Reading the thread, I think, the company which should have deserved a multiple of typical steel pipe supplier (could be 10-12) was carried to great heights during the frenzy (partly due to DMart’s listing when most other junk retail companies also got re-rated).
Another fundamental question that I have is that in future most of the construction would be in high-rise or apartments. Would any builder/person in charge visit a retailer like Shankara or directly get deals from companies?
As acknowledged in the AR, the business seems fragile with multiple risks.
From the AR
"The year started off on a positive note. The first half of FY 2018-19 was in fact good. There was a revenue growth of 23% which is commendable. However, there were sudden and strong headwinds in the second half.The sharp increases in raw material prices, especially steel coupled with an inability to increase end user prices was a double whammy. This had impact on margins as well as inventory.

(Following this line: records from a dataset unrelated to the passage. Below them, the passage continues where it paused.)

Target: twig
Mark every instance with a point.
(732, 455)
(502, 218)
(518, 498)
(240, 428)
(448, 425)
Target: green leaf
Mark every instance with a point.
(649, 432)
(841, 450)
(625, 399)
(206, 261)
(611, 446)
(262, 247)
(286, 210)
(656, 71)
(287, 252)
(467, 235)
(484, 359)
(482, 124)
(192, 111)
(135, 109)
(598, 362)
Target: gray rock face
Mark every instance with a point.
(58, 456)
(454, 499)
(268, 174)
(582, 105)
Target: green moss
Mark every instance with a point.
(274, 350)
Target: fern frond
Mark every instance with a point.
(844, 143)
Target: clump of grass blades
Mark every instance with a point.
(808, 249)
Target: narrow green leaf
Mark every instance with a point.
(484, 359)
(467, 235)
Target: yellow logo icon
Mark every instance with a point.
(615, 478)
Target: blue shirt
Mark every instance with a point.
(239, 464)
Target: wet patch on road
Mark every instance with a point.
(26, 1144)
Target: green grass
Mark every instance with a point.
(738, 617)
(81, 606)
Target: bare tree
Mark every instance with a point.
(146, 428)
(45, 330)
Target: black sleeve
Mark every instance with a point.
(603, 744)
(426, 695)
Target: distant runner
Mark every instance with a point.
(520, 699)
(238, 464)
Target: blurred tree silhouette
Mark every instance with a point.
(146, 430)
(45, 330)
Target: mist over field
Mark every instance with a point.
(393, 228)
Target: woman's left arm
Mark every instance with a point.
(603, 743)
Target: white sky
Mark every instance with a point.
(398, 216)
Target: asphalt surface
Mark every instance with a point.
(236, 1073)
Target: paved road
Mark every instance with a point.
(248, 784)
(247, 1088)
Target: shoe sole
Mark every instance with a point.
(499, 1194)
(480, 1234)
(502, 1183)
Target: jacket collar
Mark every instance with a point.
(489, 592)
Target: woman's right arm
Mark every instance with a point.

Overall, we delivered a revenue growth of 4%. We recorded EBITDA margin of 4.7% (vs 6.9% last fiscal) and PAT margin of 1.2%.
While the company is increasing its focus on diversifying into building products, there is still a large dependence on steel which hit us last fiscal. Further, our business has legacy elements which impact us in our journey to be a retail building products chain. That resulted in a y-o-y fall of 11.6% in sales vs last year in the second half of the year."